Robbins suggests the evidence of coercion is thin: "But if Dearlove meant the former, he should be called upon to substantiate his charge. It can be weighed against the exhaustive investigation by the Senate Select Committee on Intelligence on prewar intelligence assessments in Iraq. The committee examined this very question, whether the White House had pressured the intelligence community to reach predetermined conclusions supporting the case for war. The investigation found no evidence that 'administration officials attempted to coerce, influence or pressure analysts to change their judgments related to Iraq's weapons of mass destruction capabilities' or that 'the Vice President's visits to the Central Intelligence Agency were attempts to pressure analysts, were perceived as intended to pressure analysts by those who participated in the briefings on Iraq's weapons of mass destruction programs, or did pressure analysts to change their assessments.' One would think that the Senate investigation would have somewhat more weight than the secondhand impressions of a foreign intelligence officer, but if Mr. Dearlove is able to elaborate, one hopes he will."

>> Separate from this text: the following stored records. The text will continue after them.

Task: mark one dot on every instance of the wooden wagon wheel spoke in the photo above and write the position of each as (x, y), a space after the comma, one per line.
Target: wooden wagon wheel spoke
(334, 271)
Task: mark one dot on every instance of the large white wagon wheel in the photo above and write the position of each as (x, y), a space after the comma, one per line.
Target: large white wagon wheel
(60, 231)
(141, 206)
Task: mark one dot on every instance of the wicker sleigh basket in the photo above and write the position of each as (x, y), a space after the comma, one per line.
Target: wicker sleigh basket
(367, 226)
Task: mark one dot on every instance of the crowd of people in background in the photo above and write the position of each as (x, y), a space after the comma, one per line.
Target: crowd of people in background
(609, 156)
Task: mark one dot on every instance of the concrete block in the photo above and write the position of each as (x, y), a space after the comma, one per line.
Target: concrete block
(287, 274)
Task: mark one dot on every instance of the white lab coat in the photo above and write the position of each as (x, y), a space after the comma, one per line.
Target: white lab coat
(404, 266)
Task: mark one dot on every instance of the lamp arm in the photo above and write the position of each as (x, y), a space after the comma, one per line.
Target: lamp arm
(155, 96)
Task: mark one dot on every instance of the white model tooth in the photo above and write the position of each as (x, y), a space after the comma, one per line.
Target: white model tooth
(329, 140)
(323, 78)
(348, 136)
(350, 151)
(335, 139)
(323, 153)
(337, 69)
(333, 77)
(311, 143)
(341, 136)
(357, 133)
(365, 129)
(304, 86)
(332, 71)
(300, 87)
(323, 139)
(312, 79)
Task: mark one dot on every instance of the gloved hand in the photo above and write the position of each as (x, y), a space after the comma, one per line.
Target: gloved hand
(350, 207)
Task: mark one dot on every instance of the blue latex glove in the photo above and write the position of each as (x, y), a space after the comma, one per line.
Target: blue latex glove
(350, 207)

For the rest of Bumiller on Bush and Blair, click here:
"Relatively Untrammeled Capitalism" in Britain?
Alan Cowell on Tuesday notes how the British government reacted to the electoral defeat in France and the Netherlands of the European constitution by suspending a vote on the charter in Britain.
Cowell apparently thinks Britain practices "relatively untrammeled capitalism," and contrasts that unfavorably with the "cozier, socially oriented approaches" of other European countries: "Mr. Blair has also cast Europe's division as one of profound dimensions between the so-called Anglo-Saxon economic model of relatively untrammeled capitalism that prevails in Britain and the cozier, socially oriented approaches of France and Germany."
Under Margaret Thatcher (and to a lesser extent Blair) Britain has made free market reforms. Yet the top marginal tax rate is still 40%, while the country practices socialized medicine through its National Health Service. Meanwhile, the cozy" economies of France and Germany are leaving workers out in the cold with unemployment rates of 10.2% and 11.8%, respectively. Britain comes in at a healthy 4.7%.